Langtaosha Jiuqu Yellow River Bay Lisa
Dynasty: Tang Dynasty
Dynasty: Tang Dynasty
Su Riqi: LIU Y ǔ
Author: Liu Yuxi
Ji ǔ q ǔ Juan Hewan Lusang, Lang Tang von Bertin Yang.
The Yellow River winds from a distant place, carrying thousands of miles of yellow sand.
This is a good example.
Since you are from the sky, and now you seem to fly directly to the Milky Way, please take me to the sky, gather in the Milky Way, and go to the home of Cowherd and Weaver Girl together.

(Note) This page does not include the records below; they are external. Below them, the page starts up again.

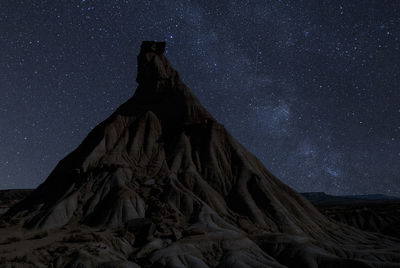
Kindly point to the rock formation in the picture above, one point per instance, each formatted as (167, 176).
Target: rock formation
(161, 183)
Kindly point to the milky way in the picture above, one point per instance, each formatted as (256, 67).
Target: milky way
(310, 87)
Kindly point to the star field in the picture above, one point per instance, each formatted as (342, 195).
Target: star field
(310, 87)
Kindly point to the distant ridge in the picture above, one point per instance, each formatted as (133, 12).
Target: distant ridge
(321, 197)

Langtaosha, the epigraph name, was originally named Tang, also known as "Flower Selling Sound". In the middle Tang Dynasty, Liu Yuxi and Bai Juyi created the Yuefu poem Langtaosha in tune with the minor Langtaosha. In the Southern Tang Dynasty, Li Yuyan wrote the poem Langtaosha. During the Northern Song Dynasty, Liu Yong wrote a long tune "Langtaosha". The collection of movements is called Langtaoshaling, and it is in the tune of "Xiezhi", while the collection of Muslim music is in the tune of "Shang", which makes its charm stronger, and the sentence reading is different from the collection of movements. Representative works include Li Yu's Sand Waves, Rain Outside the Curtain, etc.
Langtaosha, formerly known as Don Jiao Fang, was later used as an inscription name. Yan Yue flourished in Sui and Tang Dynasties, and scholars were good at writing poems. In the middle Tang Dynasty, Liu Yuxi and Bai Juyi wrote the Yuefu poem Langtaosha based on the minor Langtaosha, which is a quatrain of seven words. In the Five Dynasties, Li Houzhu's poem Langtaosha was well known. In the Northern Song Dynasty, Liu Yong wrote a long tune "Langtaosha".
In the lyrics of "All Tang Poems", it is said that "Yuefu in Tang Dynasty originally used rhymes, harmonics and other poems, whose harmonics were content words, and long and short sentences were written by composers". In the atmosphere of the great era when poetry and music blended together, Liu and Bai studied folk songs, and created a seven-character quatrain "Singing Langtaosha" according to the popular ballad tunes at that time, which was included in Modern Quci by Yuefu Poetry Collection. Originally, it was a miscellaneous song of some scattered or damaged folk music tunes, which was preserved by Yuefu institutions, and its content was mostly the poet's narrative.